Ronak Gawarwala from HOK’s London studio will showcase the mixed-use project during World Green Building Week in London.
The Exchange, a 1.1-million-sq.-ft. (98,000-sq.-m.) mixed-use development in Accra, Ghana, has been awarded preliminary EDGE certification. Designed in collaboration with executive architect Dar Al-Handasah, it is HOK’s first project to achieve this credential since the firm entered into a partnership agreement with World Bank Group member IFC in April 2016 to use IFC’s EDGE (Excellence in Design for Greater Efficiencies) green building software and certification system to promote sustainability in projects in emerging markets around the world.
Currently under construction in the growing airport district of Accra—Ghana’s capital city—the development includes a 200-key Radisson Blu luxury hotel, residential flats, two office buildings, more than 113,000 square feet (10,500 square meters) of retail space and public outdoor space.
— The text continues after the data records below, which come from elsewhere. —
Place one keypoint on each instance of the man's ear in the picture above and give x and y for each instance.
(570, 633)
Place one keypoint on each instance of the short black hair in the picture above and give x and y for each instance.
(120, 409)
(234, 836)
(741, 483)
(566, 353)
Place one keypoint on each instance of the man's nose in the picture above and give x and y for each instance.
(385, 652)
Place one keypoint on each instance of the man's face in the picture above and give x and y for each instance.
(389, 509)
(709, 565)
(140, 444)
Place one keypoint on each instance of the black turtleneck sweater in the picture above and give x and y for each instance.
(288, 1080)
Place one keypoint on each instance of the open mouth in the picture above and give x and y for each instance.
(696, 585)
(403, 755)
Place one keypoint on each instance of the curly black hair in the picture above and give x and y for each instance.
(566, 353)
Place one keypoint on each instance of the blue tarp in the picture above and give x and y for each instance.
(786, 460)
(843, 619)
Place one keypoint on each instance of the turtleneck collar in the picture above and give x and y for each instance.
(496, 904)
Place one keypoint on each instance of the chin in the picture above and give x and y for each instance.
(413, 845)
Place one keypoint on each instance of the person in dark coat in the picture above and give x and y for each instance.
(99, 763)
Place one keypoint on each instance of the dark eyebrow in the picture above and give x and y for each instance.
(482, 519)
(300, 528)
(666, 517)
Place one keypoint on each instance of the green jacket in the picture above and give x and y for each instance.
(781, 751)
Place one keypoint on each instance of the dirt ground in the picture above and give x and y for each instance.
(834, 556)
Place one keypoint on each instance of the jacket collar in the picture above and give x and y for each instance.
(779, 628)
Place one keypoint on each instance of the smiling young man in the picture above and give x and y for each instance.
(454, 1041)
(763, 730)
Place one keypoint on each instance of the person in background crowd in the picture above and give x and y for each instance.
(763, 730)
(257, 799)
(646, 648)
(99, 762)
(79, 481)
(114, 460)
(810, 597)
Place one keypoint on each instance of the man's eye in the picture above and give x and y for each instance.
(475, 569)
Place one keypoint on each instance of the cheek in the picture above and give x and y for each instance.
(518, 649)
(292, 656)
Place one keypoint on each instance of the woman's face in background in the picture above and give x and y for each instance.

The project is expected to be complete in 2018.
“The Exchange complex represents everything we are striving to achieve with EDGE,” said Prashant Kapoor, IFC’s principal green building specialist and inventor of EDGE. “It is a symbol of how leading architectural practices such as HOK can work together with financiers and major hotel brands to bring resource-efficient design to life in emerging markets. We are grateful that HOK has championed the belief that inspiring design and sustainability are inseparable.”
“This is a great achievement for the project team, as it demonstrates how certifications such as EDGE recognize sustainability measures that reflect the local climate and context of a project,” said Gawarwala. “The development emphasizes passive design strategies, featuring a compact form with shaded public spaces that surround the entire retail area and reduce air conditioning demand.”
The new shopping destination features several distinct outdoor zones, including a lushly planted streetscape, a high-quality open-air shopping environment, restaurant terraces, a rooftop pool and garden spaces. A large green buffer mitigates the urban island heat effect, particulate pollution and surface runoff while providing a green park space. The landscape design draws inspiration from the strong angular geometry found within Ghanaian kente cloth, an African silk fabric made of interwoven cloth strips. It also recalls the architectural cooling devices used within the Tropical Modernism movement of the 1940s and 1950s as well as colorful plantings native to tropical West Africa.
Gawarwala will present The Exchange project at a Sept. 29 breakfast seminar during World Green Building Week in London. The event, hosted by SGS and thinkstep, will feature a panel discussion titled “EDGE for Designers and Building Owners.”
The clients for The Exchange, Actis and Mabani Holdings, worked closely with HOK, which was lead consultant and design architect. In addition to serving as executive architect, Dar Al-Handasah provided multidisciplinary engineering and EDGE assessment services.